Die Ausbildung des Schulsanitätsdienst übernimmt (in seinem Gebiet) der Landesverband Nordrhein. Dieser bezuschusst auch die Bekleidung der Schulsanitäter.

Rechte und Pflichten

Gemäß dem Paragraphen §323 des Strafgesetzbuches (StGB), macht sich jeder Bürger wegen unterlassener Hilfeleistung strafbar, wenn er bei einem Notfall nicht die seinen Fähigkeiten entsprechende Hilfe leistet, sofern es ihm psychisch zuzumuten ist. Viele Menschen haben allerdings zu Unrecht Angst , wegen "falscher" Hilfeleistung bestraft zu werden und verweigern einfach die Erste-Hilfe-Leistung. Hier muss man allerdings sagen, dass diese Sorge unbegründet ist, wenn der Ersthelfer versucht so gut wie er kann Erste Hilfe zu leisten.
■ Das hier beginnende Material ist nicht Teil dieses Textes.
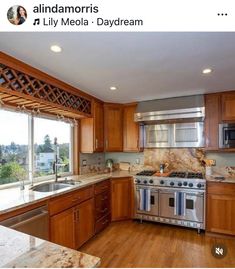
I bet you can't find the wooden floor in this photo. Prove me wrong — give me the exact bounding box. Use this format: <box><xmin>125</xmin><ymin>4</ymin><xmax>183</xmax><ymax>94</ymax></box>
<box><xmin>79</xmin><ymin>221</ymin><xmax>235</xmax><ymax>267</ymax></box>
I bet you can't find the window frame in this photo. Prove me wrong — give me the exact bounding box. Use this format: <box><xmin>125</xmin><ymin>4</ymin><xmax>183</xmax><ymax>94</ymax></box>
<box><xmin>0</xmin><ymin>107</ymin><xmax>75</xmax><ymax>189</ymax></box>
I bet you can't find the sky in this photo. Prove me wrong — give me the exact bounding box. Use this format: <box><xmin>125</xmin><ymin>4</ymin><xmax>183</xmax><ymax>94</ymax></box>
<box><xmin>0</xmin><ymin>110</ymin><xmax>70</xmax><ymax>145</ymax></box>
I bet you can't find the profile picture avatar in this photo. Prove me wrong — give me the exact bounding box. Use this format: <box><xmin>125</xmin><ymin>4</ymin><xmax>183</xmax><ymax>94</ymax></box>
<box><xmin>7</xmin><ymin>5</ymin><xmax>27</xmax><ymax>25</ymax></box>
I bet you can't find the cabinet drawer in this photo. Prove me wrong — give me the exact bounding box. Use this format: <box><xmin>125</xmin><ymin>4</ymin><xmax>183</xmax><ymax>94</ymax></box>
<box><xmin>49</xmin><ymin>186</ymin><xmax>93</xmax><ymax>215</ymax></box>
<box><xmin>95</xmin><ymin>179</ymin><xmax>110</xmax><ymax>194</ymax></box>
<box><xmin>207</xmin><ymin>182</ymin><xmax>235</xmax><ymax>195</ymax></box>
<box><xmin>95</xmin><ymin>191</ymin><xmax>110</xmax><ymax>220</ymax></box>
<box><xmin>95</xmin><ymin>214</ymin><xmax>110</xmax><ymax>234</ymax></box>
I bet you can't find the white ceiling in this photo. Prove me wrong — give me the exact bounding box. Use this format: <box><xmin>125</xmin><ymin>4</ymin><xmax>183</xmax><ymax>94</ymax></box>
<box><xmin>0</xmin><ymin>32</ymin><xmax>235</xmax><ymax>103</ymax></box>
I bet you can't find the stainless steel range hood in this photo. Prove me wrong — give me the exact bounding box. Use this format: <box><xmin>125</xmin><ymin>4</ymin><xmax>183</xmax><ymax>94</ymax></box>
<box><xmin>135</xmin><ymin>95</ymin><xmax>205</xmax><ymax>124</ymax></box>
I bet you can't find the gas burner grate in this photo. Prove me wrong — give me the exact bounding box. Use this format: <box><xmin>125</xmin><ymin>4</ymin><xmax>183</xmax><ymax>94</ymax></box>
<box><xmin>187</xmin><ymin>172</ymin><xmax>203</xmax><ymax>179</ymax></box>
<box><xmin>169</xmin><ymin>172</ymin><xmax>186</xmax><ymax>178</ymax></box>
<box><xmin>136</xmin><ymin>170</ymin><xmax>156</xmax><ymax>176</ymax></box>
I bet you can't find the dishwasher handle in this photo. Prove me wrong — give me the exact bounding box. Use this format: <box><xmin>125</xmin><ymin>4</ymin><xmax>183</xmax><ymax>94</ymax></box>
<box><xmin>0</xmin><ymin>206</ymin><xmax>48</xmax><ymax>228</ymax></box>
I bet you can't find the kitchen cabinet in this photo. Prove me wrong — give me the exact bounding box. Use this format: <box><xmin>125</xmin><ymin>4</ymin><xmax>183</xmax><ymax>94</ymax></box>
<box><xmin>49</xmin><ymin>186</ymin><xmax>94</xmax><ymax>249</ymax></box>
<box><xmin>205</xmin><ymin>94</ymin><xmax>220</xmax><ymax>150</ymax></box>
<box><xmin>111</xmin><ymin>177</ymin><xmax>134</xmax><ymax>221</ymax></box>
<box><xmin>221</xmin><ymin>92</ymin><xmax>235</xmax><ymax>121</ymax></box>
<box><xmin>206</xmin><ymin>182</ymin><xmax>235</xmax><ymax>235</ymax></box>
<box><xmin>123</xmin><ymin>104</ymin><xmax>143</xmax><ymax>152</ymax></box>
<box><xmin>94</xmin><ymin>179</ymin><xmax>110</xmax><ymax>233</ymax></box>
<box><xmin>50</xmin><ymin>208</ymin><xmax>76</xmax><ymax>249</ymax></box>
<box><xmin>104</xmin><ymin>104</ymin><xmax>123</xmax><ymax>152</ymax></box>
<box><xmin>80</xmin><ymin>101</ymin><xmax>104</xmax><ymax>153</ymax></box>
<box><xmin>74</xmin><ymin>198</ymin><xmax>94</xmax><ymax>249</ymax></box>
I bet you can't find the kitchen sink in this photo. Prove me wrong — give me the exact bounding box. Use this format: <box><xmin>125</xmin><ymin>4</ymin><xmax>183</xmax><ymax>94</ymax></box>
<box><xmin>31</xmin><ymin>182</ymin><xmax>71</xmax><ymax>192</ymax></box>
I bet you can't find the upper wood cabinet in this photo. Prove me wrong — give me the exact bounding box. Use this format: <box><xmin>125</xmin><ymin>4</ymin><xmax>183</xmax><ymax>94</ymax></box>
<box><xmin>104</xmin><ymin>104</ymin><xmax>123</xmax><ymax>152</ymax></box>
<box><xmin>111</xmin><ymin>177</ymin><xmax>134</xmax><ymax>221</ymax></box>
<box><xmin>80</xmin><ymin>101</ymin><xmax>104</xmax><ymax>153</ymax></box>
<box><xmin>206</xmin><ymin>182</ymin><xmax>235</xmax><ymax>235</ymax></box>
<box><xmin>205</xmin><ymin>94</ymin><xmax>220</xmax><ymax>150</ymax></box>
<box><xmin>221</xmin><ymin>92</ymin><xmax>235</xmax><ymax>121</ymax></box>
<box><xmin>123</xmin><ymin>104</ymin><xmax>143</xmax><ymax>152</ymax></box>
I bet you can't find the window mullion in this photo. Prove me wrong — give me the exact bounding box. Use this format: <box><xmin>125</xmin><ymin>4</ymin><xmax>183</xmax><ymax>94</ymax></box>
<box><xmin>28</xmin><ymin>115</ymin><xmax>34</xmax><ymax>185</ymax></box>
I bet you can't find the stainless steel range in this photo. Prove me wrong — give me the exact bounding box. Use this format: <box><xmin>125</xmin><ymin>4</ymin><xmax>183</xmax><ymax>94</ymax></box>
<box><xmin>135</xmin><ymin>171</ymin><xmax>206</xmax><ymax>232</ymax></box>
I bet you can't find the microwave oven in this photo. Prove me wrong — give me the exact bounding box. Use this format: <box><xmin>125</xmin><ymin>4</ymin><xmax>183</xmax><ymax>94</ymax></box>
<box><xmin>219</xmin><ymin>123</ymin><xmax>235</xmax><ymax>148</ymax></box>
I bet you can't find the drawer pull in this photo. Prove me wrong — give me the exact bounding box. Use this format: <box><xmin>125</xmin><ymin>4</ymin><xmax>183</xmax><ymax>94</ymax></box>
<box><xmin>102</xmin><ymin>219</ymin><xmax>109</xmax><ymax>225</ymax></box>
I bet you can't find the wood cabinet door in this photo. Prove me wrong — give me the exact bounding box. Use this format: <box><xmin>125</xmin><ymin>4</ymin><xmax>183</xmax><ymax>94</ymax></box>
<box><xmin>221</xmin><ymin>92</ymin><xmax>235</xmax><ymax>121</ymax></box>
<box><xmin>94</xmin><ymin>102</ymin><xmax>104</xmax><ymax>152</ymax></box>
<box><xmin>205</xmin><ymin>94</ymin><xmax>220</xmax><ymax>150</ymax></box>
<box><xmin>50</xmin><ymin>208</ymin><xmax>75</xmax><ymax>248</ymax></box>
<box><xmin>207</xmin><ymin>194</ymin><xmax>235</xmax><ymax>235</ymax></box>
<box><xmin>111</xmin><ymin>178</ymin><xmax>134</xmax><ymax>221</ymax></box>
<box><xmin>123</xmin><ymin>104</ymin><xmax>140</xmax><ymax>152</ymax></box>
<box><xmin>104</xmin><ymin>104</ymin><xmax>123</xmax><ymax>152</ymax></box>
<box><xmin>75</xmin><ymin>198</ymin><xmax>94</xmax><ymax>249</ymax></box>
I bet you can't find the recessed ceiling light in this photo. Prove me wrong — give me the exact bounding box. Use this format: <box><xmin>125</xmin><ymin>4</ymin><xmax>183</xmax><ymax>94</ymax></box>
<box><xmin>51</xmin><ymin>45</ymin><xmax>62</xmax><ymax>52</ymax></box>
<box><xmin>202</xmin><ymin>68</ymin><xmax>212</xmax><ymax>74</ymax></box>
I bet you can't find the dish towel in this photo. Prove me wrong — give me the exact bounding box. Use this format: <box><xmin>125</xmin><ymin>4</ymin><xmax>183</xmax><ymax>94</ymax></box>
<box><xmin>139</xmin><ymin>189</ymin><xmax>151</xmax><ymax>211</ymax></box>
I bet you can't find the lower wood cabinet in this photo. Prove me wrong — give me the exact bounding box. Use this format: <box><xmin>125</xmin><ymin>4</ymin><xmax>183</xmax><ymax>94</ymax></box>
<box><xmin>94</xmin><ymin>179</ymin><xmax>111</xmax><ymax>234</ymax></box>
<box><xmin>206</xmin><ymin>182</ymin><xmax>235</xmax><ymax>235</ymax></box>
<box><xmin>111</xmin><ymin>177</ymin><xmax>134</xmax><ymax>221</ymax></box>
<box><xmin>50</xmin><ymin>208</ymin><xmax>76</xmax><ymax>249</ymax></box>
<box><xmin>75</xmin><ymin>198</ymin><xmax>94</xmax><ymax>249</ymax></box>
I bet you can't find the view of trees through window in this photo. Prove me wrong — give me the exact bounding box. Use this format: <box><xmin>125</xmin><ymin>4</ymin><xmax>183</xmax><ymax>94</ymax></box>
<box><xmin>0</xmin><ymin>110</ymin><xmax>29</xmax><ymax>184</ymax></box>
<box><xmin>0</xmin><ymin>110</ymin><xmax>71</xmax><ymax>184</ymax></box>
Und selbst wenn ihm ein Fehler bei der Hilfeleistung unterlaufen sollte, bleibt er straffrei, da er in jedem Fall versucht hat, anderen zu helfen. Fehlerhaftes Handeln kann diesem nur vorgeworfen werden, wenn dieser (sehr) grob fahrlässig oder vorsätzlich unsachgemäß handelt.

Zudem ist der Ersthelfer, also auch der Schulsanitäter, laut Gesetz beitragsfrei im Rahmen der gesetzlichen Unfallversicherung gegen alle erdenklichen Personen- und Sachschäden versichert, die ihm bei der Hilfeleistung widerfahren. Zusätzlich ist jeder Schüler durch die Schülerunfallversicherung gegen jegliche Art von Unfällen während schulischer Veranstaltungen und den Wegen von und zu diesen im Rahmen der gesetzlichen Unfallversicherung versichert.